他猛地拔出腰间的佩刀,赤红着双眼,如同受伤的野兽般嘶吼着扑向陈维朗:“老子跟你拼了——!!!”

陈维朗眼神冰冷,纹丝不动。就在刀锋距离他仅几步之遥时,他双臂猛然发力,沉重的陌刀划破空气,带起凄厉的尖啸,划出一道惨烈而精准的弧光!

噗嗤——!

刀光一闪!血光冲天而起!刘捍前冲的身体猛地僵住,腰部以上部分斜斜地滑落!

两截残躯带着喷溅的血泉,重重砸在冰冷的地面上!

陈维朗甩了甩陌刀上粘稠的血珠,声音穿透了城内的混乱和喊杀:“传令!刘捍已死!投降免死!顽抗者——杀无赦!”

当李拓天率领主力抵达华州城下时,城内的战斗已基本结束。

幸存的降兵抱着头,瑟瑟发抖地蹲在墙根下,被手持利刃的义军看押着。

陈维朗拄着血迹斑斑的陌刀,立在仍在冒着缕缕青烟的城门洞下等他,玄甲上溅满了暗红的血点,脸上带着疲惫却亢奋的神情。

“干得漂亮!”李拓天下马,重重拍在陈维朗的肩甲上,发出沉闷的响声。

“小意思。”陈维朗咧嘴一笑,露出沾着烟灰的牙齿,“硬骨头都清理干净了,安民告示已经贴出去。接下来还按渭南的老规矩?公审、放粮、选人?”

“当然!”李拓天点头,目光扫过那些面如土色的俘虏,“降兵愿意跟着干的,仔细甄别后收编。死硬不愿的发点路费,让他们滚蛋。这一仗伤亡不小,急需补充兵源。”

“行。”陈维朗点头应下,“伤兵几十个,都抬进城救治了。另外,”

他压低声音,眉头微皱,“抓舌头交代,有人趁乱从东门溜出去往潼关报信了。派了快马去追,不过估计够呛能追上。”

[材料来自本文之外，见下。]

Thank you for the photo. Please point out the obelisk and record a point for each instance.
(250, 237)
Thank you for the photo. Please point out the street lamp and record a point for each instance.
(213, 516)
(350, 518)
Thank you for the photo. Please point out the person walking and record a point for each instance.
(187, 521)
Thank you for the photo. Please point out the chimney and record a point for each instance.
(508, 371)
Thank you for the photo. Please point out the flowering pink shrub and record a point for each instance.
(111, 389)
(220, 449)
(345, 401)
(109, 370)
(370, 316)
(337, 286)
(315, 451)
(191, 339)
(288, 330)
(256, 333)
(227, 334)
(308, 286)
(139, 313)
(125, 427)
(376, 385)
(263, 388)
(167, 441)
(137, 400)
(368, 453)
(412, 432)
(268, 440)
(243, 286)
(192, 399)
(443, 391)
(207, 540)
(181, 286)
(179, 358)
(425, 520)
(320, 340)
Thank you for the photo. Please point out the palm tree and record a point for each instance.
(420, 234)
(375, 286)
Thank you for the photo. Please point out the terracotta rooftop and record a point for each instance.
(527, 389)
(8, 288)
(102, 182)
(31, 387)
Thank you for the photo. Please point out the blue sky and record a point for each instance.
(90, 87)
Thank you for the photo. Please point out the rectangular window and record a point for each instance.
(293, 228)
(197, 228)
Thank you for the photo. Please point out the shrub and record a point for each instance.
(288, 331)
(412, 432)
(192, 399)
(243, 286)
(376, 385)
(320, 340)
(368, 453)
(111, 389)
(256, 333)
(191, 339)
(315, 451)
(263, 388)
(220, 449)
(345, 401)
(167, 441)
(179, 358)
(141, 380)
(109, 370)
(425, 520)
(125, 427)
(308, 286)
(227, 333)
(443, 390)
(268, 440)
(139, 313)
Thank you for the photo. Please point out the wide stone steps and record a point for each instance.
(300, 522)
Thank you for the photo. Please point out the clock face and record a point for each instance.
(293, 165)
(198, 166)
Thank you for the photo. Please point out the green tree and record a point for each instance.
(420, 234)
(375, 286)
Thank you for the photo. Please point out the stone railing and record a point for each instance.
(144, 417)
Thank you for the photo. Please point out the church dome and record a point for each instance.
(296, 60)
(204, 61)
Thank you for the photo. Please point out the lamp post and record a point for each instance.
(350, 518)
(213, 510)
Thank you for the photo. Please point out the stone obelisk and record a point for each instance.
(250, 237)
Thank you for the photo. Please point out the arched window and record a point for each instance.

李拓天眉头微皱,随即又舒展开来,眼中闪烁着决然的光芒:“瞒不住的。从今天算起,七天!七天之内必须拿下潼关!才算在关中真正站稳脚跟,才有一线生机!”

陈维朗重重地点了点头,目光不由自主地投向西南方向——那是商州的位置,带着一丝不易察觉的担忧:“不知道如命那小子在商州……玩得顺不顺手?”